In a statement Thursday, the Academy Museum, which hosted an event honoring Littlefeather in September, said that it was aware of claims going back decades about her background but that “the Academy recognizes self-identification.”


Cruz said that her father, who was deaf and communicated with sign language or a chalkboard, had never told her about Native American relatives.


She said she had grown up knowing she had Spanish and Mexican heritage but also believed for most of her life that she was “probably about a quarter” Native American because of her older sister’s professed identity.


Cruz said she had even applied last November to become a member of the White Mountain Apache Tribe but was denied because the tribe could not find records to support her claim. But that all changed after her sister’s death. She recalled telling Keeler on the phone: “You’re right. She’s a fraud. She’s a phony.”


Keeler’s research to prove that people are faking Indian identities has prompted blowback from critics who said that her work casts a cloud of suspicion over all Indigenous people.

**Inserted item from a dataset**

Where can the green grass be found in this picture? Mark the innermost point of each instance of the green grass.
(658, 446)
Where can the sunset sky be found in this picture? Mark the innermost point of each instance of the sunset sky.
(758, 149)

It suggests that “Native people need to create a system where they have to prove who they say they are,” said Andrew Jolivétte, the director of Native American and Indigenous studies at the University of California San Diego, who describes himself as Creole of Opelousa, Atakapa Ishak, French, African, Irish, Italian and Spanish descent.


“Why do American Indians have to do that and not other people?” he added.


For Keeler, to be Native American or American Indian is to be part of a clearly defined political group that existed before European colonial contact.


“We’re not just an identity,” she said. “We are actually a political class. We are citizens of nations. We are sovereign.” Her goal, she said, is to stop non-Indians from profiting off false claims of being Native American.


“We want real change and we want real justice, and that’s not going to happen when it all comes down to actors playing us,” she said.


For her part, Cruz said she had no regrets.


“All I did was, I put a pebble out there,” she said. “And I let the water rip.”